Zona de identificação
Código de referência
Título
Data(s)
- 1870-1920 (Produção)
Nível de descrição
Dimensão e suporte
13 bound volumes, c. 1500 photographs
Zona do contexto
Nome do produtor
História biográfica
Middleton Westenra Biddulph was born on 17 August 1849 at Rathrobin, Mountbolus, King’s County (Offaly). He was one of six children, and the eldest surviving son of Francis Marsh Biddulph (1802–1868) and Lucy Bickerstaff (d. 1896). She was born in Preston, Lancashire and they married in 1845. The Bickerstaff connection was to be an important one for the surviving sons of Francis Marsh Biddulph, and led to a substantial inheritance in the 1890s for Middleton W Biddulph, and his brother Assheton, who lived at Moneyguyneen, Kinnitty.

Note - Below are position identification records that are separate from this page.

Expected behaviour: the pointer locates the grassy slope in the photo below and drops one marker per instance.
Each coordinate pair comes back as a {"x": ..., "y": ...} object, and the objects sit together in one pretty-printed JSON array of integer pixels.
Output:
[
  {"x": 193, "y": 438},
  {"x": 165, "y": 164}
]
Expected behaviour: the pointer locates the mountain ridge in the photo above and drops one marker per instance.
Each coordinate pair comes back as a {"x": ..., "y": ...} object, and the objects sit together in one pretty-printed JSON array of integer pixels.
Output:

The Biddulph ancestors were from Staffordshire, and later Wexford, and had arrived in King’s County from as early as 1694 or 1660. Lt Col. Biddulph held about 1,000 acres, of which perhaps 600 to 700 acres he farmed with the balance leased to his long-standing Protestant tenants. His landholding was principally in the townlands of Rathrobin and those adjoining of Clonseer, Cormeen, Kilmore and Mullaghcrohy, all near Mountbolus, in the civil parish of Killoughy and the barony of Ballyboy.
Middleton Biddulph went to Foxcroft House boarding school in Portarlington, aged 11, thereafter to the Royal School in Banagher, and joined the army when he was eighteen, enlisting with the Northumberland Fusiliers (Fifth Regiment). Initially an ensign or cornet, he rose in the ranks quickly and was a Lieutenant by 1871, Captain in 1881 and Major from 1885. Before retirement in 1896 he held the rank of Lieutenant Colonel. He spoke French, German and Hindustani and stations included: Hythe March (1872), St Helier’s, Chatham (1879) Portsmouth (1881), Agra (1880), Mullingar (1882), Newcastle (1886), Colchester (1887) and Aldershot (1891). It was while he was at Mullingar with the Ist Batt. Northumberland Fusiliers that he was appointed adjutant of the Ist Northumberland and ordered to proceed to Alnwick. It appears that he met his future wife, Vera Flower, following on from an introduction by her brother Stanley Smyth Flower (1871–1946), who was also an officer in the Royal Northumberland Fusiliers. They married in 1891. Vera Josephine Flower was a daughter of Sir William Flower, Director of the British Museum of Natural History, South Kensington, London. They did not have children.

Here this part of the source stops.